That looks for: beginning of line, a series of non-quotes, a double quote, captures a series of non-quotes, a double quote and anything else on the line, and replaces it by the captured material.

$ sed 's/^[^"]*"\([^"]*\)".*/\1/' <<'EOF'
> xyz... rsync: "/home/path/to/file": Permission denied (13) rsync:
> "/home/path/to/file1": Permission denied (13) rsync:
> "/home/path/to/file2": Permission denied (13) rsync:
> "/home/path/to/file3": Permission denied (13)
> EOF
/home/path/to/file
/home/path/to/file1
/home/path/to/file2
/home/path/to/file3
$

Test on RHEL 5 Linux with GNU sed, but only using features that would have worked in 7th Edition UNIX™ version of sed.

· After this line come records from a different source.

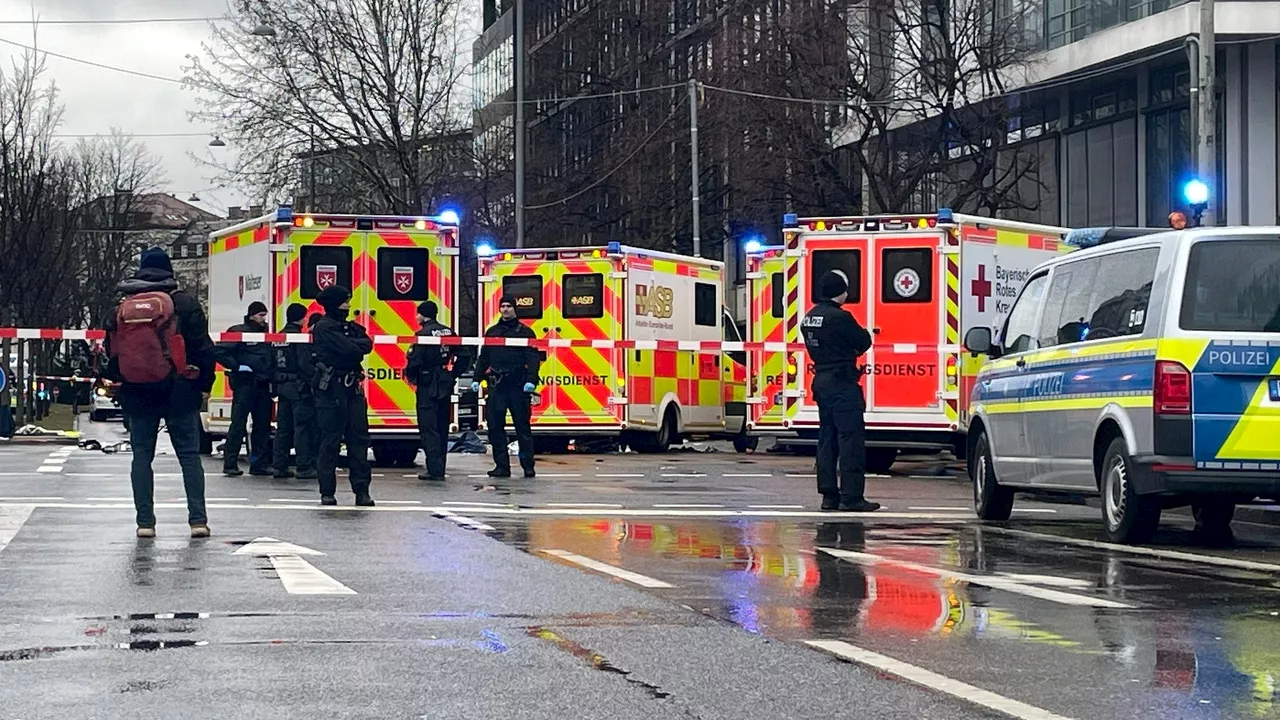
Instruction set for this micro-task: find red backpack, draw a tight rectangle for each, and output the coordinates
[111,292,189,384]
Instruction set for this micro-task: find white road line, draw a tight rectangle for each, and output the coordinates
[539,550,675,588]
[271,555,356,594]
[435,510,495,533]
[0,505,36,552]
[817,547,1133,610]
[805,641,1070,720]
[982,525,1280,573]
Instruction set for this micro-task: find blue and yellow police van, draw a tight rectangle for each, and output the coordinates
[964,227,1280,543]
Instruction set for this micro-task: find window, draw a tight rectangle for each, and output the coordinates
[561,273,604,319]
[298,245,352,300]
[694,283,721,328]
[1001,275,1048,355]
[809,250,863,305]
[1082,247,1160,340]
[1037,258,1101,347]
[1179,238,1280,333]
[502,275,543,320]
[881,247,933,302]
[378,247,430,302]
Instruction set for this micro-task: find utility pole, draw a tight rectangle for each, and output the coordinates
[689,78,703,258]
[1196,0,1222,225]
[511,0,525,249]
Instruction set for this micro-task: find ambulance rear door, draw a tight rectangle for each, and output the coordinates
[864,231,947,417]
[541,250,626,429]
[746,249,786,428]
[360,218,454,432]
[786,233,874,427]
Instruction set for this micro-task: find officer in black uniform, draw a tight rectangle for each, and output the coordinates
[271,302,317,480]
[471,295,541,478]
[404,300,466,482]
[800,270,879,512]
[311,286,374,507]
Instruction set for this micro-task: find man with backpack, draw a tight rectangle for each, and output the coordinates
[216,300,275,478]
[105,247,214,538]
[273,302,317,480]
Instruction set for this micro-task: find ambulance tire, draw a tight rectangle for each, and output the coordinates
[1098,437,1161,544]
[969,430,1014,523]
[867,447,897,475]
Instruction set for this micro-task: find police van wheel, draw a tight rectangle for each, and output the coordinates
[1098,438,1161,543]
[969,430,1014,523]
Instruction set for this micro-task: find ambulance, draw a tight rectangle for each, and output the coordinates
[746,209,1070,473]
[477,242,749,452]
[202,208,468,465]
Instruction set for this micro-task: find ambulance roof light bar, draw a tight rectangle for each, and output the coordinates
[1062,228,1169,250]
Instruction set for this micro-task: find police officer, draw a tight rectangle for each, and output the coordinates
[273,302,317,480]
[311,286,374,507]
[404,300,466,482]
[215,300,275,478]
[800,270,879,512]
[471,295,541,478]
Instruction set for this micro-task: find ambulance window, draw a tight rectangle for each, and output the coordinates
[809,250,863,305]
[561,273,604,318]
[378,247,430,302]
[694,283,721,328]
[298,245,353,300]
[502,275,543,320]
[769,273,786,315]
[881,247,933,302]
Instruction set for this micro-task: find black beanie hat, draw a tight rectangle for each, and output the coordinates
[316,284,351,311]
[818,270,849,300]
[138,247,173,273]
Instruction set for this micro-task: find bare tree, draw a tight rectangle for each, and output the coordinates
[186,0,470,214]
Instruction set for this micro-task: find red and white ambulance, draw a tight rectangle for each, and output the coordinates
[748,209,1070,473]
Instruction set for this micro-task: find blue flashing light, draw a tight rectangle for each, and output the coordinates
[1183,179,1208,206]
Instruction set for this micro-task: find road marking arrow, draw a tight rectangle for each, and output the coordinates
[233,538,356,594]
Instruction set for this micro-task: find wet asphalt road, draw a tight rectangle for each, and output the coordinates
[0,424,1280,720]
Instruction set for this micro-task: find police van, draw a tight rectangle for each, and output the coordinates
[964,227,1280,543]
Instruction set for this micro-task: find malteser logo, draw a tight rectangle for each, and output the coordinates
[636,284,676,319]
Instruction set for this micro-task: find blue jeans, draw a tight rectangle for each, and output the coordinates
[129,413,209,528]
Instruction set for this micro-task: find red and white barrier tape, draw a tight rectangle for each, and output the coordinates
[0,328,960,355]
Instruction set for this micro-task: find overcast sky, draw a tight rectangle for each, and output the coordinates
[0,0,480,214]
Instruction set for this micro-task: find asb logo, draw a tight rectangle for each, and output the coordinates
[316,265,338,290]
[636,284,676,319]
[392,265,413,295]
[239,275,262,300]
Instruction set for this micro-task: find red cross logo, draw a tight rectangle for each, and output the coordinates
[970,265,991,313]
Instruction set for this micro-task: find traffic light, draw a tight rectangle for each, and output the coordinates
[1183,179,1208,227]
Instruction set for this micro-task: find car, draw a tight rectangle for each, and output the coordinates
[964,227,1280,543]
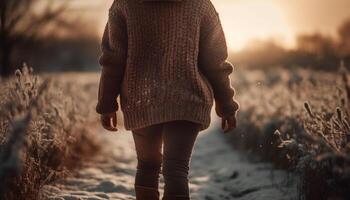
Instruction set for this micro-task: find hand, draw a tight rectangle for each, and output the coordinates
[101,112,118,132]
[221,115,237,133]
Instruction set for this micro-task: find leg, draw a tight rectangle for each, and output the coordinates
[163,120,199,200]
[132,124,163,200]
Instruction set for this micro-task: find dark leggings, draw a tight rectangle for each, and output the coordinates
[132,120,199,197]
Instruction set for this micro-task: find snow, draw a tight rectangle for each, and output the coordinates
[44,118,297,200]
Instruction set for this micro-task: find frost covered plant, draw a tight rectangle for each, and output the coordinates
[0,65,98,199]
[229,65,350,199]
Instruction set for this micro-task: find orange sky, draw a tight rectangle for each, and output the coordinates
[76,0,350,51]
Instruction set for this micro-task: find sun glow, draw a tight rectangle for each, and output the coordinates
[213,0,294,51]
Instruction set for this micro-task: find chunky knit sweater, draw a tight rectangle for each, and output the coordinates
[96,0,238,130]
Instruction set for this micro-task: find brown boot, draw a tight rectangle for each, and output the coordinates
[135,185,159,200]
[162,195,190,200]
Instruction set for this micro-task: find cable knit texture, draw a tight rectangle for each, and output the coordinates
[96,0,239,130]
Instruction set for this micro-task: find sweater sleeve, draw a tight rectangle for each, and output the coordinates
[198,4,239,117]
[96,3,127,114]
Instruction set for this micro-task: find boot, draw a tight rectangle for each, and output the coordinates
[135,185,159,200]
[162,195,190,200]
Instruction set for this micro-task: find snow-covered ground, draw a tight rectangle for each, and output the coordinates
[44,118,297,200]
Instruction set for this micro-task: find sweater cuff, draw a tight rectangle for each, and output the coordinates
[215,99,239,118]
[96,100,119,115]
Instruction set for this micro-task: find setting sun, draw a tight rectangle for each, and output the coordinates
[214,0,293,51]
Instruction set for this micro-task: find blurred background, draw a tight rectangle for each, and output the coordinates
[0,0,350,75]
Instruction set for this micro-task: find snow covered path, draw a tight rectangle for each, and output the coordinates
[45,119,297,200]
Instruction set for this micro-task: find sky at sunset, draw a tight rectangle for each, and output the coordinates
[75,0,350,51]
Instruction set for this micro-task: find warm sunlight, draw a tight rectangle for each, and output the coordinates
[214,0,293,51]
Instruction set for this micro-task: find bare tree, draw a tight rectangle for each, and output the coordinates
[0,0,67,76]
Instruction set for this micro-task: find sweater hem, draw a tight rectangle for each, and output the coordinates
[123,103,212,131]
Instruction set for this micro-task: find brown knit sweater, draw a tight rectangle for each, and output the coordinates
[96,0,239,130]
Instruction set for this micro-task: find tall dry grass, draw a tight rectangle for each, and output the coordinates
[0,66,99,200]
[228,63,350,199]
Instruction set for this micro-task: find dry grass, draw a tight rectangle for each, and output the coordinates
[0,66,99,199]
[228,66,350,199]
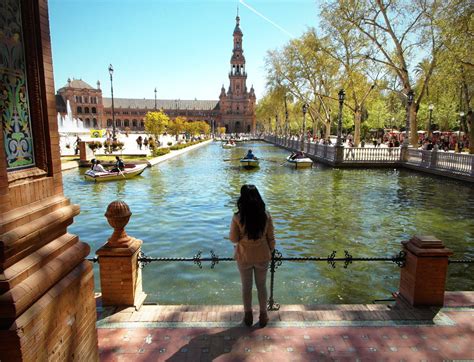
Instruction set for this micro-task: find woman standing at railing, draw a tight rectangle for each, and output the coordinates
[229,185,275,327]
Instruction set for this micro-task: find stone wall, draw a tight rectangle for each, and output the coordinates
[0,0,98,361]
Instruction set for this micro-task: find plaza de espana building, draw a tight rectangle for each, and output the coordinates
[56,16,256,133]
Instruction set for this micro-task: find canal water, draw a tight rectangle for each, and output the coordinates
[63,142,474,304]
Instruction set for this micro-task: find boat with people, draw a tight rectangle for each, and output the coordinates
[240,158,259,170]
[222,141,237,148]
[84,163,148,182]
[286,151,313,168]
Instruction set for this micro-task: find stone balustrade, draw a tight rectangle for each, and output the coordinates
[97,201,146,309]
[264,136,474,182]
[97,201,452,310]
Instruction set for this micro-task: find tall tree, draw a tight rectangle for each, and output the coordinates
[328,0,441,145]
[267,29,339,137]
[321,8,380,147]
[145,111,170,141]
[166,116,186,141]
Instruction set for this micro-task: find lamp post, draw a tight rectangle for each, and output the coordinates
[403,89,415,147]
[301,103,308,151]
[336,89,346,146]
[285,93,288,138]
[109,64,117,141]
[458,111,464,153]
[275,114,282,137]
[428,103,434,139]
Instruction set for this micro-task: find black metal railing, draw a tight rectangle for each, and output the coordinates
[87,249,474,310]
[138,249,406,310]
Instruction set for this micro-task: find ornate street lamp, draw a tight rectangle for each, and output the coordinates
[301,103,308,151]
[403,89,415,147]
[428,103,434,139]
[458,111,464,152]
[275,114,282,137]
[336,89,346,146]
[285,93,288,138]
[109,64,117,141]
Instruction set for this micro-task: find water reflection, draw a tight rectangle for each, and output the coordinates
[63,143,474,304]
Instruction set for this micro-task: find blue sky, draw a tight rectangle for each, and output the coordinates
[49,0,321,99]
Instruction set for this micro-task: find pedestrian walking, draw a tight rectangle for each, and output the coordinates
[229,185,275,328]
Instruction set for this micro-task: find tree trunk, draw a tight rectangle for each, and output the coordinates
[467,110,474,155]
[408,102,418,147]
[354,109,362,147]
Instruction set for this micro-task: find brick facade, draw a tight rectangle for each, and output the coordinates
[0,0,98,361]
[56,16,256,133]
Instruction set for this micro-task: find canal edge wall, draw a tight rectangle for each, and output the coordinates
[263,139,474,183]
[61,140,213,171]
[147,139,213,167]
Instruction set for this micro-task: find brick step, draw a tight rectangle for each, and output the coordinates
[0,195,70,234]
[98,303,439,323]
[0,205,79,269]
[0,242,90,323]
[0,234,78,294]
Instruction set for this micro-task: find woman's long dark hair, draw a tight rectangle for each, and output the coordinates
[237,185,267,239]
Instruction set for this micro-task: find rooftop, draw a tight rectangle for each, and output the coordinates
[102,97,219,110]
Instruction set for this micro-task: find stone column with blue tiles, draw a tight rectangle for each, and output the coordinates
[399,236,452,307]
[97,201,146,309]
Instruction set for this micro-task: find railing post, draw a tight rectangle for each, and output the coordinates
[430,148,438,168]
[97,201,146,310]
[400,144,408,162]
[334,145,344,165]
[400,236,452,306]
[77,141,94,163]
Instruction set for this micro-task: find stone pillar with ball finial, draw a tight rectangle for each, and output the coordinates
[97,201,146,309]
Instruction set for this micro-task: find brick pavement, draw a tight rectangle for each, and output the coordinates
[97,292,474,362]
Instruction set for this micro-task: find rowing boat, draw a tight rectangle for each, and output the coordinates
[286,156,313,168]
[240,158,259,169]
[84,164,147,182]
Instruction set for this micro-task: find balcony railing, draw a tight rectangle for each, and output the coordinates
[264,136,474,181]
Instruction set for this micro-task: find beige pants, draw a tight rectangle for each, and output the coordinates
[237,262,268,312]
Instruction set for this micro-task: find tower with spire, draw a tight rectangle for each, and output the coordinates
[219,9,256,133]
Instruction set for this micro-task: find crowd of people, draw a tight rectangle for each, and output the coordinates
[291,132,469,152]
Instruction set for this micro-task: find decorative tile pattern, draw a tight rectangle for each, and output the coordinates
[0,0,35,171]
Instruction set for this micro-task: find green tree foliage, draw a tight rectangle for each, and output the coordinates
[145,111,169,140]
[167,117,187,140]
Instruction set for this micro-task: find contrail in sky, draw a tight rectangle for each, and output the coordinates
[239,0,294,38]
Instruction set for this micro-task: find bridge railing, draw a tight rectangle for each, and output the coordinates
[264,136,474,179]
[344,147,400,163]
[90,201,474,310]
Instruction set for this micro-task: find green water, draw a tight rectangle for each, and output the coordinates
[63,143,474,304]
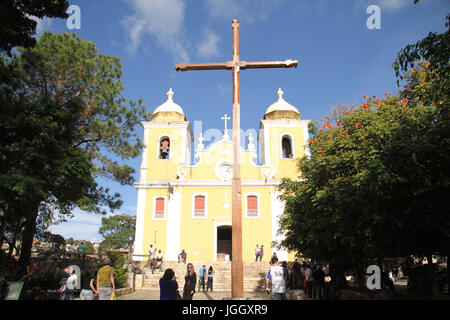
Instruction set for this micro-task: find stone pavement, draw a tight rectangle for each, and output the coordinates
[117,290,308,300]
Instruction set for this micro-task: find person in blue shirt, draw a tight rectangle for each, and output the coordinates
[159,268,178,300]
[198,265,206,291]
[206,266,214,292]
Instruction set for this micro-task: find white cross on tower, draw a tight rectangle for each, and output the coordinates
[220,113,231,140]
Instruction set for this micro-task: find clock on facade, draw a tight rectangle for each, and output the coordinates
[216,161,233,180]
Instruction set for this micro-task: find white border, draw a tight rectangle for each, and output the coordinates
[280,132,295,160]
[192,192,208,219]
[156,134,173,161]
[244,192,261,219]
[152,196,169,220]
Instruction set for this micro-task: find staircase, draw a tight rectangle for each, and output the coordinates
[142,261,270,292]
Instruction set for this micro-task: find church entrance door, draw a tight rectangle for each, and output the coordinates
[217,226,232,261]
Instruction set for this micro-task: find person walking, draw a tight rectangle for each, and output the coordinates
[80,270,97,300]
[156,250,163,272]
[206,266,214,292]
[183,263,197,300]
[305,264,313,299]
[198,265,206,292]
[159,268,178,300]
[96,258,114,300]
[255,245,260,262]
[66,267,78,300]
[266,258,287,300]
[312,263,325,300]
[258,245,264,262]
[58,267,70,300]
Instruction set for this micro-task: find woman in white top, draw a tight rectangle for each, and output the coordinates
[66,269,78,300]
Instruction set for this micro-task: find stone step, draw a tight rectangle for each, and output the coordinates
[143,261,270,292]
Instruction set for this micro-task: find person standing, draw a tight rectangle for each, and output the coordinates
[96,258,114,300]
[206,266,214,292]
[80,270,98,300]
[183,263,197,300]
[255,245,259,262]
[198,265,206,292]
[148,244,156,261]
[266,258,287,300]
[159,268,178,300]
[58,267,70,300]
[312,263,325,300]
[305,264,313,299]
[66,267,78,300]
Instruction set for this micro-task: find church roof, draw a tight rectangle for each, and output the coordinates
[153,88,186,121]
[264,88,300,119]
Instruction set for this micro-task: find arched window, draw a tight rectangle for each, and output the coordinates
[194,195,206,218]
[281,136,293,159]
[159,137,170,160]
[154,198,165,219]
[247,195,259,217]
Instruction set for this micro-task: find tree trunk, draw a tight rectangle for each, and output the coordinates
[427,255,441,299]
[18,204,39,277]
[447,256,450,295]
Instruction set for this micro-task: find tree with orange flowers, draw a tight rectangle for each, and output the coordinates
[280,67,450,296]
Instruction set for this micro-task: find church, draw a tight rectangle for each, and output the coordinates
[133,89,309,261]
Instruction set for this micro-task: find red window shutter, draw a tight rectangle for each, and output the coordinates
[194,196,205,217]
[155,198,164,219]
[247,196,258,217]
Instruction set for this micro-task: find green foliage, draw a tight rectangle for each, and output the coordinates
[99,215,136,249]
[280,75,450,263]
[0,32,147,276]
[0,0,69,55]
[114,267,128,289]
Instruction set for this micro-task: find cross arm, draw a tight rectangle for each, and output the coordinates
[175,62,231,71]
[240,60,298,69]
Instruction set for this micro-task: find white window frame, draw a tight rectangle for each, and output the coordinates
[192,192,208,219]
[156,134,172,161]
[280,132,295,160]
[152,196,169,220]
[244,192,261,219]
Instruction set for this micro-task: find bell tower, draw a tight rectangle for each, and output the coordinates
[140,88,193,183]
[258,88,309,179]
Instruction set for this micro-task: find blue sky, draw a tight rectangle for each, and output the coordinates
[43,0,450,240]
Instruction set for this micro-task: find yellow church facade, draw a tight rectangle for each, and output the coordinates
[133,89,309,261]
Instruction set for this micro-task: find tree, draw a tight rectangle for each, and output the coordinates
[0,32,147,278]
[0,0,69,55]
[280,70,450,292]
[99,215,136,249]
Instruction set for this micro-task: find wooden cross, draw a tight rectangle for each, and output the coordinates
[175,19,298,298]
[220,113,231,136]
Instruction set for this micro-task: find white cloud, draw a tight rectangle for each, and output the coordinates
[197,28,220,58]
[27,15,52,35]
[122,0,189,61]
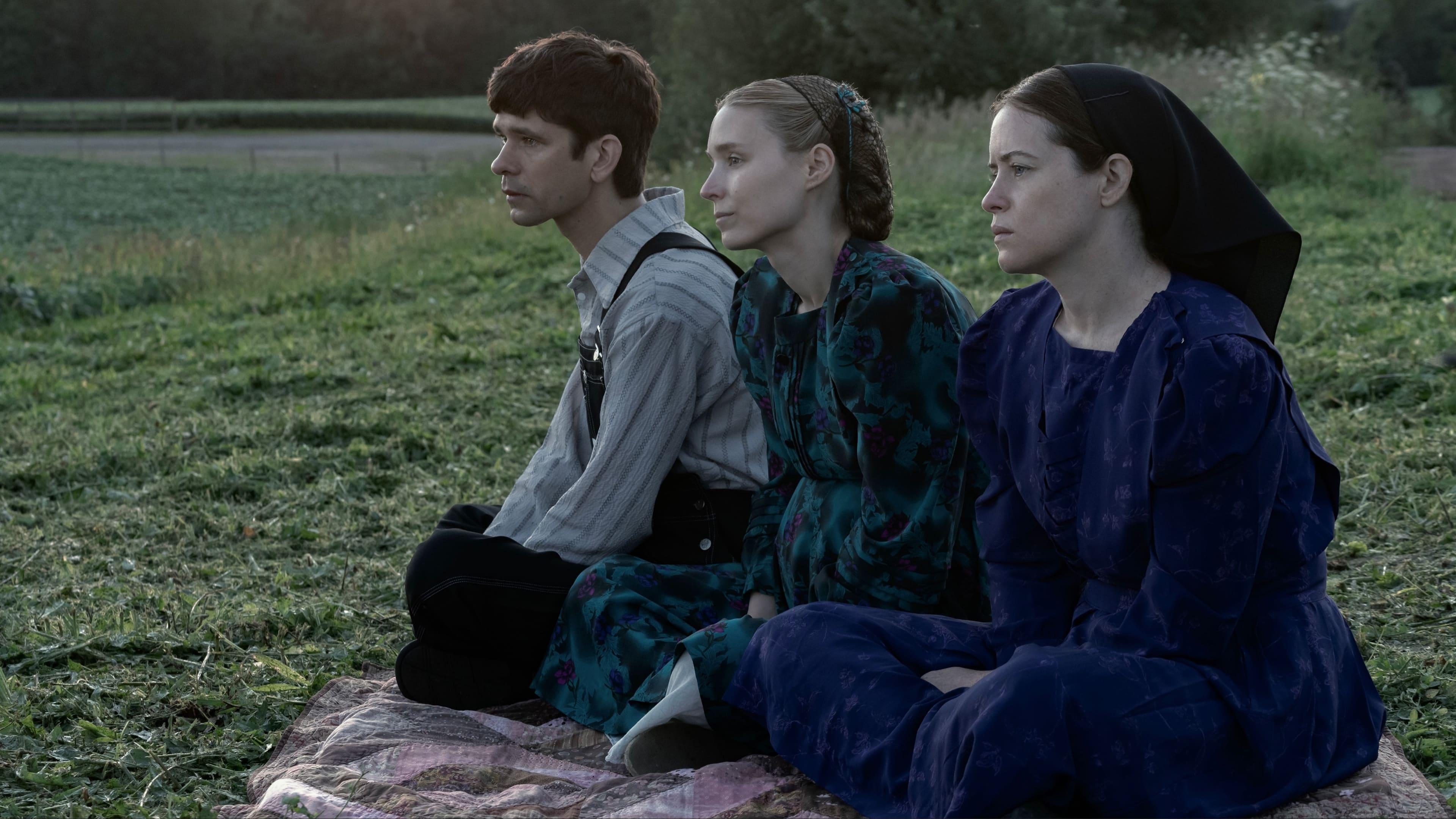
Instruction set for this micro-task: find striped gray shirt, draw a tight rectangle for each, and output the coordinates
[485,188,767,564]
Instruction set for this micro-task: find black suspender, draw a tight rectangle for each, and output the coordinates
[577,230,742,440]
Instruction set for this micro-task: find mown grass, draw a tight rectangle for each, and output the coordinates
[0,138,1456,816]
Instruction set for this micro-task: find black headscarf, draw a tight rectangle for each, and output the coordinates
[1057,63,1300,340]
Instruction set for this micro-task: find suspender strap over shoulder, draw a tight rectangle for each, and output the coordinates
[577,230,742,440]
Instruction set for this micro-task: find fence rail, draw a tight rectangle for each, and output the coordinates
[0,96,177,134]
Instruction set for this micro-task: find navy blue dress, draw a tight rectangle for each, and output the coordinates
[728,275,1385,816]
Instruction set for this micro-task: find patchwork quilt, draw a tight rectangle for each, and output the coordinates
[218,666,1451,819]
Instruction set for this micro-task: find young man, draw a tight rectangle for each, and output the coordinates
[395,32,767,708]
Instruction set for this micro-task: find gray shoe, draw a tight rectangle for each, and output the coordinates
[622,720,753,777]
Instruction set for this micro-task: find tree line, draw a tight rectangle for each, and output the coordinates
[0,0,1456,150]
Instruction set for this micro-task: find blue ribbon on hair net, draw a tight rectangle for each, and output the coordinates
[834,85,865,198]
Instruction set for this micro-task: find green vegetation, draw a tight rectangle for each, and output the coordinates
[0,47,1456,816]
[0,96,492,133]
[0,154,437,254]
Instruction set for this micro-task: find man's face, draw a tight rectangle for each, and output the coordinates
[491,112,591,228]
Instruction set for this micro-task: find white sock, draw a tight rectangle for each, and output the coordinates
[607,654,708,764]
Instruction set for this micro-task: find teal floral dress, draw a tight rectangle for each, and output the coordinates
[534,239,986,740]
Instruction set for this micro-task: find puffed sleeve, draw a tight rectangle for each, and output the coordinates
[1090,335,1297,663]
[957,302,1082,669]
[730,274,801,608]
[814,270,970,612]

Incidentally, a slightly simpler way to do it is with two substitute commands; change everything up to and including the first double quote to an empty string (that's a sequence of zero or more non quotes followed by a double quote); change everything after what is now the first double quote to nothing:

sed 's/^[^"]*"//; s/".*//'

Incidentally, the command you tried (`sed -n '/"/,/"/p') prints from one line containing a double quote to the next line containing a double quote, without editing the lines at all. Which was why it didn't seem to work for you — it did what you asked, but what you asked it to do wasn't what you intended to ask it to do.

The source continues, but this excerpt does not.